Set in England in 1872, the story concerned a prominent, knighted surgeon whose wife has fallen into a coma caused by a deep-seated brain tumor. Due to medicine's state of the art at the time, he does not know how to reach the tumor without risking brain damage or death to the woman he loves, so he undertakes to secretly experiment on the brains of living, but involuntary, human subjects who are under the influence of a powerful Indian anesthetic, Nind Andhera, which he calls the "Black Sleep". Once he has finished his experiment, surviving subjects are revived and placed, in seriously degenerated and mutilated states, in a hidden cellar in the gloomy, abandoned country abbey where he conducts his experiments.
Cast
Basil Rathbone as Sir Joel Cadman
Akim Tamiroff as Udu the Gypsy
Herbert Rudley as Dr. Gordon Ramsay
Patricia Blake as Laurie Munroe
Phyllis Stanley as Daphnae
Lon Chaney Jr. as Dr. Munroe aka Mungo
John Carradine as "Bohemund"
Bela Lugosi as Casimir
Tor Johnson as Mr. Curry
George Sawaya as Sailor Subject
Sally Yarnell as Female Subject
Peter Gordon as Det. Sgt. Steele
Claire Carleton as Carmoda Daily
John Sheffield as Det. Redford
Clive Morgan as Roundsman Blevins
Louanna Gardner as Angelina Cadman
Aubrey Schenck as Prison Coroner's Aide
Release
Produced during 1955, the film was released to theaters in the early summer of 1956. This was just ahead of the TV syndication, through Screen Gems, of two decades of Universal monster movies, under the package title Shock Theater.

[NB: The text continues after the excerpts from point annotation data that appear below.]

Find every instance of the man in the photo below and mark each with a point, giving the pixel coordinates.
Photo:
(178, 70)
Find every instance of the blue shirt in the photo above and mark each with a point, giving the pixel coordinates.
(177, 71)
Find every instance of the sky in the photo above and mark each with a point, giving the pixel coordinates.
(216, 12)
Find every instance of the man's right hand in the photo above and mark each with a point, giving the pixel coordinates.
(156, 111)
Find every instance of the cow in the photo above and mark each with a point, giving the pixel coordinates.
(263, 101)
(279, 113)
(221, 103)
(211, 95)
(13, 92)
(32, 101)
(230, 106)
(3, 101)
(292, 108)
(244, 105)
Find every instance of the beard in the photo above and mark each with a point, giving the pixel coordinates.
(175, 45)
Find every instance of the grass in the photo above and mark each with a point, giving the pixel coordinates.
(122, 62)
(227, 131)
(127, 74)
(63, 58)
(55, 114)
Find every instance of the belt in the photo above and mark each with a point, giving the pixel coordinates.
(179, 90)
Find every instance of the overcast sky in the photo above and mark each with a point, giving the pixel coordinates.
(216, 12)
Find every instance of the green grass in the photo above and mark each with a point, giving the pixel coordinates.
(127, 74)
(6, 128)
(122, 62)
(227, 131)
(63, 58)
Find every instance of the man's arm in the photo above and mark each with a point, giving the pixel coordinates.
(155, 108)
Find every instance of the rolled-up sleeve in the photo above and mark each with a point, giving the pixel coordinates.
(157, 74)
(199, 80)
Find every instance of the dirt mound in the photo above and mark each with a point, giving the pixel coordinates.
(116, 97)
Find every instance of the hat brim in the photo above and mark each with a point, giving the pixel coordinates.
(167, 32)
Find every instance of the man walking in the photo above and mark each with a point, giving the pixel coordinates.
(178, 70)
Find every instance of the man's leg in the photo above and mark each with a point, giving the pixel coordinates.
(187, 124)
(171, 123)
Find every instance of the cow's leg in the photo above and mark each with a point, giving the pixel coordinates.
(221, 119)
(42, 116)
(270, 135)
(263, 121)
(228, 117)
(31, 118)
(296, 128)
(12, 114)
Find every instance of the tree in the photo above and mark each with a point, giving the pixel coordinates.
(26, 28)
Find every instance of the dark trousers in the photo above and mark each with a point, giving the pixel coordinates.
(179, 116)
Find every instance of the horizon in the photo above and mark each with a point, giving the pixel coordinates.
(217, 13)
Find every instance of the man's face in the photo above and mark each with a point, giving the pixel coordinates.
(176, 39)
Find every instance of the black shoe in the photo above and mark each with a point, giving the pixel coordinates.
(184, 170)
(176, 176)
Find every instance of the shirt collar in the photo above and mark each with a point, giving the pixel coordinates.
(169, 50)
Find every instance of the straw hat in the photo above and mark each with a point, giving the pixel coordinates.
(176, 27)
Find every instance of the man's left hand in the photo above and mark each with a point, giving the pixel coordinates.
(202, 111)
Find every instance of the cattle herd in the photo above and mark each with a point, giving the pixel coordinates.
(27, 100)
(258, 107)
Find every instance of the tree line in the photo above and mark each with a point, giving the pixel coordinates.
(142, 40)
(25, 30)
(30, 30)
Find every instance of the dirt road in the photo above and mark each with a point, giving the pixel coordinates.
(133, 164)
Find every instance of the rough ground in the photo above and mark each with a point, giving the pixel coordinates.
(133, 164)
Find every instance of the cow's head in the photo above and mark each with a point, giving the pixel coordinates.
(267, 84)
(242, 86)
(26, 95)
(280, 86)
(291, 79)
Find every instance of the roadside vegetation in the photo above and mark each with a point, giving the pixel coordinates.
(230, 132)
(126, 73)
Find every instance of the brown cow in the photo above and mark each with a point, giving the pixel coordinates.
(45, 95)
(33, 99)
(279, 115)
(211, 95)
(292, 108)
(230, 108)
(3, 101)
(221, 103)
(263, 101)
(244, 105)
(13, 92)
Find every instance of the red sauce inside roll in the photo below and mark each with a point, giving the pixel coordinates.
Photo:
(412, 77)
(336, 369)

Writer Higgins, director LeBorg, and stars Rathbone, Chaney, Carradine, and Lugosi had all been significantly associated with Universal horror films or related B movies. The Black Sleep is similar to Universal's two "houseful" of monster films released in the mid-40s, House of Frankenstein and House of Dracula, only relying on a completely new cadre of human monsters.
Critical reception
Amongst contemporary reviews, Variety wrote that the film "plays the horror tale fairly straight so what's happening is not too illogical until the finale wrapup, when all restraint comes off and the melodramatics run amok....Basil Rathbone is quite credible as the surgeon, enough so that the brain operations he performs will horrify many viewers"; and The Motion Picture Exhibitor noted that "Rathbone has a grand time as the mad scientist, assisted nobly by some of the best names in the horror field. Audiences should be frightened plenty, and past experience proves that this can mean good grosses... Sure, a lot of it is corny, but it is all good fun in a grisly, frightening manner."
Home media
The Black Sleep was released by Kino on Blu ray in 2016 and contains audio commentary by Tom Weaver and David Schecter.